Rather than eliminating foreign participation, the focus is on reducing single-point reliance and creating diversified, resilient digital ecosystems.
"Technological leadership is synonymous with economic leadership." — Vladimir Putin (Valdai Discussion Club, 2017)
In a multipolar digital order, states with indigenous digital capabilities are likely to shape governance norms and standards.
If sovereignty is treated purely as protectionism, growth may suffer. However, if approached as capacity-building and resilience enhancement, it can become a catalyst for innovation and global influence.
Conclusion
India’s data centre ecosystem is expanding rapidly, yet sovereignty remains partial when assessed beyond physical infrastructure. Ownership balance can mask deeper platform-level dependence.

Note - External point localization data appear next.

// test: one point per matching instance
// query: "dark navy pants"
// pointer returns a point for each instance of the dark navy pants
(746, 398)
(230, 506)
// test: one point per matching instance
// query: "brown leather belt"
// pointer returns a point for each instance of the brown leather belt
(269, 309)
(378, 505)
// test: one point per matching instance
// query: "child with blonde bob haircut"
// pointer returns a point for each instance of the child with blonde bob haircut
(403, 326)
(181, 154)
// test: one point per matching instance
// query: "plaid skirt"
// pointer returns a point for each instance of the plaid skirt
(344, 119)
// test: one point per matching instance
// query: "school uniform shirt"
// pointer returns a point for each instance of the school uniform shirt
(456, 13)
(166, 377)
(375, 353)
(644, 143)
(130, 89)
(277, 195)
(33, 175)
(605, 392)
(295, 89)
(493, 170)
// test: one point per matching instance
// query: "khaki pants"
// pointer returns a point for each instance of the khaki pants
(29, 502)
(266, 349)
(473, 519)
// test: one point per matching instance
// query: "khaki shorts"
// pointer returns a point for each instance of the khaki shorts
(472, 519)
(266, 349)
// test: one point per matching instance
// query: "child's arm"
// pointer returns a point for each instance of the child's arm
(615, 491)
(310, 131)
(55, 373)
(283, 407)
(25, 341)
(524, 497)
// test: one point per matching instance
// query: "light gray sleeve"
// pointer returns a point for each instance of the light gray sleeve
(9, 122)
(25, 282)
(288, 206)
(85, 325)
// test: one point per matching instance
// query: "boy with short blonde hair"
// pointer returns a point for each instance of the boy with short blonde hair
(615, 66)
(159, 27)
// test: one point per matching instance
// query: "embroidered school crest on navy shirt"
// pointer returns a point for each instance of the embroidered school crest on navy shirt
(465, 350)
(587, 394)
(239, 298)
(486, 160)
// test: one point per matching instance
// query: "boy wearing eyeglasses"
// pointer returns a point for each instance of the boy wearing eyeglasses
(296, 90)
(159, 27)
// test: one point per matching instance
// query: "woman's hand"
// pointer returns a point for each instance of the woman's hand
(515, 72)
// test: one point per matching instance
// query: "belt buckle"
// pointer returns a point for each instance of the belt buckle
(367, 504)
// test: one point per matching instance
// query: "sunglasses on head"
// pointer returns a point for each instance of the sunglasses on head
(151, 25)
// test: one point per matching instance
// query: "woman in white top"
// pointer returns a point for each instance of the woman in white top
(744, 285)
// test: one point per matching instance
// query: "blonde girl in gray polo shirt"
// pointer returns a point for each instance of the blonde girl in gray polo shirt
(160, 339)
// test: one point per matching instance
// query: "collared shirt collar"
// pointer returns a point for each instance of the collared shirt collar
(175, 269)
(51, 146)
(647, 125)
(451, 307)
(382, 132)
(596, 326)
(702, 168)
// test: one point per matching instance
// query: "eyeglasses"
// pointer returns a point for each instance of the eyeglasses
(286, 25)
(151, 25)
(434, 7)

A composite, metric-driven approach to digital sovereignty—combined with investment in domestic compute, AI platforms, and emerging technologies like orbital data centres—can enhance resilience without undermining global integration.
In the long term, sustainable digital sovereignty will depend not on isolation, but on calibrated openness backed by robust domestic capability, ensuring that India remains both a major digital market and a strategic digital power.